- Zimbabwe / Afghanistan
- Dates: 20 October – 2 November 2025
- Captains: Craig Ervine (Test) Sikandar Raza (T20Is) / Hashmatullah Shahidi (Test) Rashid Khan (T20Is)

Test series
- Result: Zimbabwe won the 1-match series 1–0
- Most runs: Ben Curran (121) / Ibrahim Zadran (61)
- Most wickets: Blessing Muzarabani (6) / Ziaur Rahman (7)

Twenty20 International series
- Results: Afghanistan won the 3-match series 3–0
- Most runs: Sikandar Raza (89) / Ibrahim Zadran (169)
- Most wickets: Brad Evans (5) / Abdullah Ahmadzai (7) Mujeeb Ur Rahman (7)
- Player of the series: Ibrahim Zadran (Afg)

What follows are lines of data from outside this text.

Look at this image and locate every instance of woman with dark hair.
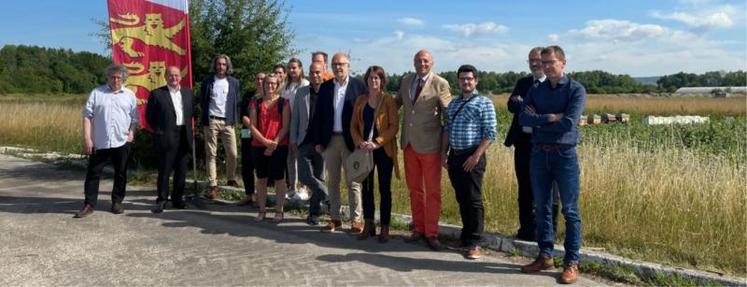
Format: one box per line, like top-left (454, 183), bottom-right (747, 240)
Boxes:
top-left (350, 66), bottom-right (399, 243)
top-left (249, 74), bottom-right (290, 223)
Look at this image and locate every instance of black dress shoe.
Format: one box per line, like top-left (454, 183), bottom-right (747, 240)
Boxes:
top-left (73, 203), bottom-right (93, 218)
top-left (171, 201), bottom-right (187, 209)
top-left (150, 201), bottom-right (166, 213)
top-left (111, 202), bottom-right (124, 214)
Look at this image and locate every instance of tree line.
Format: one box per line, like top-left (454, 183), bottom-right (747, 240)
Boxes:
top-left (0, 44), bottom-right (747, 94)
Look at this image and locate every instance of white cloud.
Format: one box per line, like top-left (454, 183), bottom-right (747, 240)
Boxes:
top-left (394, 30), bottom-right (405, 40)
top-left (442, 22), bottom-right (508, 38)
top-left (651, 5), bottom-right (737, 31)
top-left (397, 17), bottom-right (425, 27)
top-left (548, 16), bottom-right (747, 76)
top-left (568, 19), bottom-right (668, 41)
top-left (547, 34), bottom-right (560, 44)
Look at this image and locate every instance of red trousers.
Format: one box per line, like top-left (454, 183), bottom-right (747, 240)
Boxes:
top-left (404, 145), bottom-right (441, 237)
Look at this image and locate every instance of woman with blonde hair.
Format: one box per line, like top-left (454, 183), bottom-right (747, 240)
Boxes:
top-left (249, 74), bottom-right (290, 223)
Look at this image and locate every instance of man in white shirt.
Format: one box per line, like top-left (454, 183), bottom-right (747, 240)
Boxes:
top-left (75, 65), bottom-right (139, 218)
top-left (200, 55), bottom-right (241, 199)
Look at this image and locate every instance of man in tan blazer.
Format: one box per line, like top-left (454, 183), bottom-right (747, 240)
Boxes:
top-left (397, 50), bottom-right (451, 250)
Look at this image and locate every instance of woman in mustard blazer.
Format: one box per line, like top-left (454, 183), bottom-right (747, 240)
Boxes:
top-left (350, 66), bottom-right (399, 243)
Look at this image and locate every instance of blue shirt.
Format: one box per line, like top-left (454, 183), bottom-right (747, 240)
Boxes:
top-left (519, 75), bottom-right (586, 146)
top-left (446, 93), bottom-right (498, 149)
top-left (81, 85), bottom-right (139, 150)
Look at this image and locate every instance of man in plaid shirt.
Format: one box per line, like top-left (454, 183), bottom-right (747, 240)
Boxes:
top-left (441, 65), bottom-right (497, 259)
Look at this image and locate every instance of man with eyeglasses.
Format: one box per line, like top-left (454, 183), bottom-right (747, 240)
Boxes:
top-left (309, 53), bottom-right (367, 235)
top-left (441, 65), bottom-right (497, 260)
top-left (503, 47), bottom-right (558, 241)
top-left (519, 46), bottom-right (586, 284)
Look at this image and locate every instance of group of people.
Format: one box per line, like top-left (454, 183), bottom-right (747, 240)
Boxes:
top-left (75, 46), bottom-right (586, 283)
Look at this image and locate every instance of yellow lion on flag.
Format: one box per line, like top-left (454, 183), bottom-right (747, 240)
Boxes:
top-left (109, 13), bottom-right (184, 58)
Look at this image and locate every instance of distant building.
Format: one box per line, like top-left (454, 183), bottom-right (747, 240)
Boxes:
top-left (674, 87), bottom-right (747, 98)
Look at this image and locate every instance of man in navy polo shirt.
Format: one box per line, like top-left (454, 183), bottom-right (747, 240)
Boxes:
top-left (519, 46), bottom-right (586, 284)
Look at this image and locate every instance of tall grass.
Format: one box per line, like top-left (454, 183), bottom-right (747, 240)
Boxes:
top-left (0, 101), bottom-right (82, 153)
top-left (494, 95), bottom-right (747, 116)
top-left (0, 96), bottom-right (747, 275)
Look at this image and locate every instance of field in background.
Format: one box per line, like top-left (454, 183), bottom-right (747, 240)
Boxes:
top-left (0, 96), bottom-right (747, 275)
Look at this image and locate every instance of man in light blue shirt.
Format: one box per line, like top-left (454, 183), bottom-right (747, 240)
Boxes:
top-left (441, 65), bottom-right (498, 260)
top-left (75, 65), bottom-right (139, 218)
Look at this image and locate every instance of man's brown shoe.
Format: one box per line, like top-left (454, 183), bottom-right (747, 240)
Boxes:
top-left (558, 262), bottom-right (578, 284)
top-left (226, 180), bottom-right (241, 188)
top-left (73, 203), bottom-right (93, 218)
top-left (207, 186), bottom-right (218, 199)
top-left (111, 202), bottom-right (124, 214)
top-left (446, 240), bottom-right (465, 250)
top-left (425, 236), bottom-right (444, 251)
top-left (405, 231), bottom-right (425, 243)
top-left (350, 220), bottom-right (363, 235)
top-left (521, 255), bottom-right (555, 273)
top-left (321, 220), bottom-right (342, 233)
top-left (236, 195), bottom-right (254, 207)
top-left (467, 246), bottom-right (482, 260)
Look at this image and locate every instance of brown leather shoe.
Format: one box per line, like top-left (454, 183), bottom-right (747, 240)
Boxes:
top-left (521, 255), bottom-right (555, 273)
top-left (207, 186), bottom-right (219, 199)
top-left (321, 220), bottom-right (342, 233)
top-left (558, 262), bottom-right (578, 284)
top-left (73, 203), bottom-right (93, 218)
top-left (236, 196), bottom-right (254, 207)
top-left (378, 224), bottom-right (389, 243)
top-left (405, 231), bottom-right (425, 242)
top-left (111, 202), bottom-right (124, 214)
top-left (350, 220), bottom-right (363, 235)
top-left (358, 219), bottom-right (376, 240)
top-left (226, 180), bottom-right (241, 188)
top-left (467, 246), bottom-right (482, 260)
top-left (425, 236), bottom-right (444, 251)
top-left (446, 240), bottom-right (465, 250)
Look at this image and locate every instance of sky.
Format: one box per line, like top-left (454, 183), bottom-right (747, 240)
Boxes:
top-left (0, 0), bottom-right (747, 77)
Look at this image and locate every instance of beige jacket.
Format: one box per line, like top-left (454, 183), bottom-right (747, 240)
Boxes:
top-left (396, 72), bottom-right (451, 153)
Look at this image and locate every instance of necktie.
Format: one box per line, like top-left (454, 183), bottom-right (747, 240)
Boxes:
top-left (412, 79), bottom-right (423, 103)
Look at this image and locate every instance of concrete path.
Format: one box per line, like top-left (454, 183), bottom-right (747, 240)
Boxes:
top-left (0, 155), bottom-right (606, 286)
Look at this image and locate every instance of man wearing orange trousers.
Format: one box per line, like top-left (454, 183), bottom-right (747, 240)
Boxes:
top-left (397, 50), bottom-right (451, 250)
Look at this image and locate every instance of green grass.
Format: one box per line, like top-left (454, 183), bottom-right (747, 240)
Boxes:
top-left (0, 96), bottom-right (747, 278)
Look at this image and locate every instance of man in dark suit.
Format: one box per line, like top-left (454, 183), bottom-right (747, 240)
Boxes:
top-left (503, 47), bottom-right (558, 241)
top-left (310, 53), bottom-right (367, 234)
top-left (145, 66), bottom-right (194, 213)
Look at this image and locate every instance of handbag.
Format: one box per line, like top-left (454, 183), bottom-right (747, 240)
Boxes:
top-left (345, 106), bottom-right (376, 183)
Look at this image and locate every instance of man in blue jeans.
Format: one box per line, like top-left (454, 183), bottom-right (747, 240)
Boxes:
top-left (519, 46), bottom-right (586, 284)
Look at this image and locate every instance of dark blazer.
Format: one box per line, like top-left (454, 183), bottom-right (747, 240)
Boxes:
top-left (503, 74), bottom-right (534, 147)
top-left (199, 75), bottom-right (241, 127)
top-left (307, 76), bottom-right (368, 151)
top-left (145, 86), bottom-right (194, 153)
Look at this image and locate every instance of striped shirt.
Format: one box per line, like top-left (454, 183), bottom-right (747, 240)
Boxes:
top-left (446, 93), bottom-right (498, 150)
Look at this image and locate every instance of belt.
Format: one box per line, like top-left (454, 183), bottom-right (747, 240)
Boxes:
top-left (534, 144), bottom-right (573, 151)
top-left (449, 146), bottom-right (477, 156)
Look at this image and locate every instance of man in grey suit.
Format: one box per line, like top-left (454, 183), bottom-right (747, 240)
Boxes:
top-left (290, 62), bottom-right (327, 225)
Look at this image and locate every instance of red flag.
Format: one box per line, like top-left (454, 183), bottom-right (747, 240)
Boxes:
top-left (107, 0), bottom-right (192, 130)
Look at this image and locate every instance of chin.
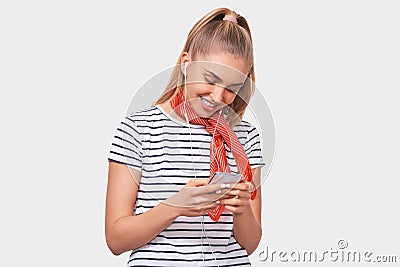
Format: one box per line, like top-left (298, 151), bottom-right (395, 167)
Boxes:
top-left (190, 96), bottom-right (222, 118)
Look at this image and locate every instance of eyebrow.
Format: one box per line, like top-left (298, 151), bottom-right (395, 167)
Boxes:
top-left (204, 70), bottom-right (244, 87)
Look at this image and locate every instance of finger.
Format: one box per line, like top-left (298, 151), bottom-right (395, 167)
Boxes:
top-left (194, 184), bottom-right (231, 196)
top-left (231, 181), bottom-right (254, 192)
top-left (220, 197), bottom-right (249, 207)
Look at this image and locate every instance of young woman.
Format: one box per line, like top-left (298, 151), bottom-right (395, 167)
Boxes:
top-left (105, 8), bottom-right (264, 266)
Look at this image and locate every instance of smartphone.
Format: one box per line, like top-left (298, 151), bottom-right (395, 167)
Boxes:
top-left (208, 172), bottom-right (242, 184)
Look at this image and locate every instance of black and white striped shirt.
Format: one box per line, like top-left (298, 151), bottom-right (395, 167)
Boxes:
top-left (108, 106), bottom-right (265, 267)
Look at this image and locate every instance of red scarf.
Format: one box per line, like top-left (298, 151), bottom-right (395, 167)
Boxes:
top-left (170, 93), bottom-right (257, 221)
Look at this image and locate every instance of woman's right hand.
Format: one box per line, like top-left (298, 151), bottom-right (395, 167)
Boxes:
top-left (164, 179), bottom-right (229, 217)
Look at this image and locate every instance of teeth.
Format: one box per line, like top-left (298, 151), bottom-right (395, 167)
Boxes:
top-left (202, 98), bottom-right (215, 107)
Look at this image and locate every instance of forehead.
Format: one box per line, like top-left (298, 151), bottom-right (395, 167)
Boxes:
top-left (192, 53), bottom-right (247, 82)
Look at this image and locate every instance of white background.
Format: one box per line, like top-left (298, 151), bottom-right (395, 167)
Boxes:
top-left (0, 1), bottom-right (400, 266)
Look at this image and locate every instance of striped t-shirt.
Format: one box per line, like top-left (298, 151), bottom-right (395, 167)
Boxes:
top-left (108, 106), bottom-right (265, 267)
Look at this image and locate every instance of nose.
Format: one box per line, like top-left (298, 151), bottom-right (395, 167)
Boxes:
top-left (211, 85), bottom-right (225, 103)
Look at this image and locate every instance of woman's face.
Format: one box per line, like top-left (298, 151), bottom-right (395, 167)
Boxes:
top-left (186, 53), bottom-right (247, 118)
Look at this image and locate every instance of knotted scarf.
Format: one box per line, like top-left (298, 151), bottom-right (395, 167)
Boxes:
top-left (170, 93), bottom-right (257, 221)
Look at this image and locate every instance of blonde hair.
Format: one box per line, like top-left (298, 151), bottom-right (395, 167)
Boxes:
top-left (153, 8), bottom-right (255, 125)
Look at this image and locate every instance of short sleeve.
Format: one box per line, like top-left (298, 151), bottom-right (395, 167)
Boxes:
top-left (108, 117), bottom-right (143, 171)
top-left (244, 124), bottom-right (265, 168)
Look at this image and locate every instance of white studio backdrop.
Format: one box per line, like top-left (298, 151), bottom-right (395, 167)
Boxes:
top-left (0, 0), bottom-right (400, 266)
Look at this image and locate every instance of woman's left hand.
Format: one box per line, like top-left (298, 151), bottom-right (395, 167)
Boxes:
top-left (220, 181), bottom-right (254, 214)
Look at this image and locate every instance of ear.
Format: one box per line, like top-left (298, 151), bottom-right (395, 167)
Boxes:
top-left (181, 52), bottom-right (190, 73)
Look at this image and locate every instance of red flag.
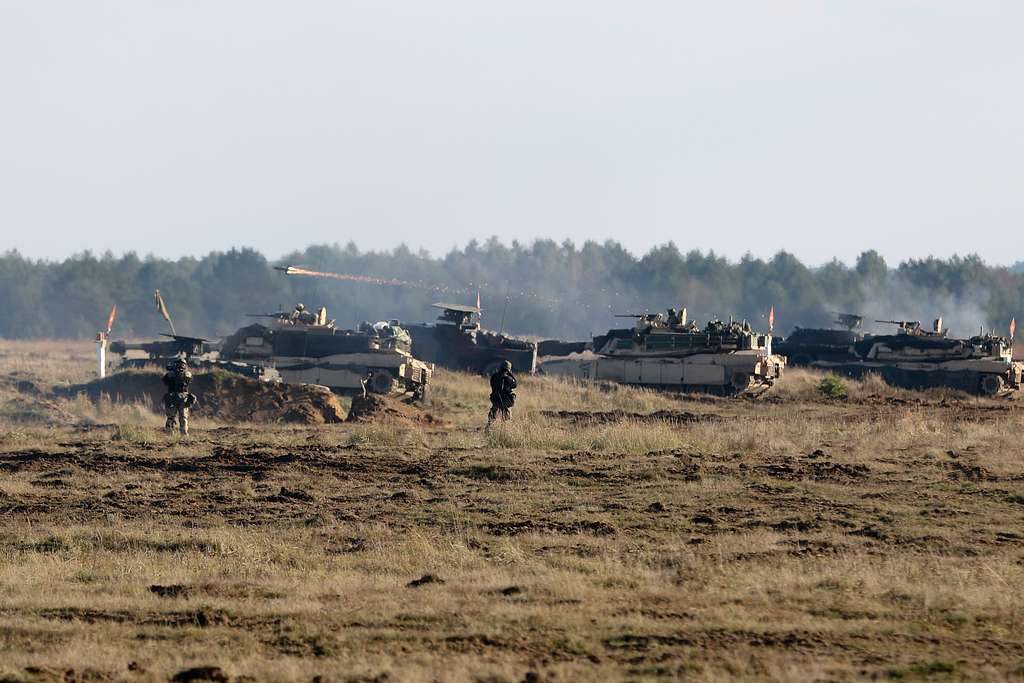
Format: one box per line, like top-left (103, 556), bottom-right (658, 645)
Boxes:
top-left (106, 304), bottom-right (118, 334)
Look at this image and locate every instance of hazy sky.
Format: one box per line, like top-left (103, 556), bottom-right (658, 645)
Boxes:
top-left (0, 0), bottom-right (1024, 263)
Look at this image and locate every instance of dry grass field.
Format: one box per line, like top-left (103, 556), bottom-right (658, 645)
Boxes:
top-left (0, 342), bottom-right (1024, 683)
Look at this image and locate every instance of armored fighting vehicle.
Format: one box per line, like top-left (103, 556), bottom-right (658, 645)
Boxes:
top-left (220, 308), bottom-right (433, 398)
top-left (403, 303), bottom-right (537, 375)
top-left (810, 317), bottom-right (1024, 396)
top-left (772, 313), bottom-right (865, 366)
top-left (541, 309), bottom-right (785, 395)
top-left (109, 334), bottom-right (275, 380)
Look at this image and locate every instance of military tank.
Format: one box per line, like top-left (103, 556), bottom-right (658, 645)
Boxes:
top-left (219, 308), bottom-right (433, 399)
top-left (541, 309), bottom-right (785, 395)
top-left (108, 334), bottom-right (276, 380)
top-left (772, 313), bottom-right (866, 367)
top-left (403, 303), bottom-right (537, 375)
top-left (810, 317), bottom-right (1024, 396)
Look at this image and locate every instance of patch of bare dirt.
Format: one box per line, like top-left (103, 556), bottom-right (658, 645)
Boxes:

= Afghan cricket team in Zimbabwe in 2025–26 =

International cricket tour

The Afghanistan cricket team toured Zimbabwe in October and November 2025 to play the Zimbabwe cricket team. The tour consisted of one-off Test and three Twenty20 International (T20I) matches. In October 2025, the Zimbabwe Cricket (ZC) confirmed the fixtures for the tour. All the matches were played at the Harare Sports Club.

==Squads==

| Zimbabwe |  | Afghanistan |  |
|---|---|---|---|
| Test | T20Is | Test | T20Is |
| Craig Ervine (c); Brian Bennett; Tanaka Chivanga; Ben Curran; Brad Evans; Roy Kaia; Tanunurwa Makoni; Wellington Masakadza; Tinotenda Maposa; Blessing Muzarabani; Antum Naqvi; Richard Ngarava; Sikandar Raza; Tafadzwa Tsiga (wk); Brendan Taylor (wk); Nick Welch; | Sikandar Raza (c); Brian Bennett; Ryan Burl; Graeme Cremer; Brad Evans; Clive Madande (wk); Tinotenda Maposa; Tadiwanashe Marumani (wk); Wellington Masakadza; Tony Munyonga; Tashinga Musekiwa; Blessing Muzarabani; Dion Myers; Richard Ngarava; Brendan Taylor (wk); | Hashmatullah Shahidi (c); Bashir Ahmad; Yamin Ahmadzai; Ismat Alam; Ikram Alikhil (wk); Sharafuddin Ashraf; Khalil Gurbaz; Rahmanullah Gurbaz; Abdul Malik; Zia-ur-Rehman; Ziaur Rahman; Bahir Shah; Shahidullah; Ibrahim Zadran; Afsar Zazai (wk); | Rashid Khan (c); Ibrahim Zadran (vc); Bashir Ahmad; Fareed Ahmad; Noor Ahmad; Abdullah Ahmadzai; Ijaz Ahmad Ahmadzai; Sharafuddin Ashraf; Sediqullah Atal; Rahmanullah Gurbaz (wk); Mohammad Nabi; Azmatullah Omarzai; Mujeeb Ur Rahman; Darwish Rasooli; Shahidullah; |

Afghanistan named Sediqullah Atal, Mohammad Ibrahim and Shams Ur Rahman as reserves for the Test match while Faridoon Dawoodzai and Allah Mohammad Ghazanfar were named as reserves for the T20I series.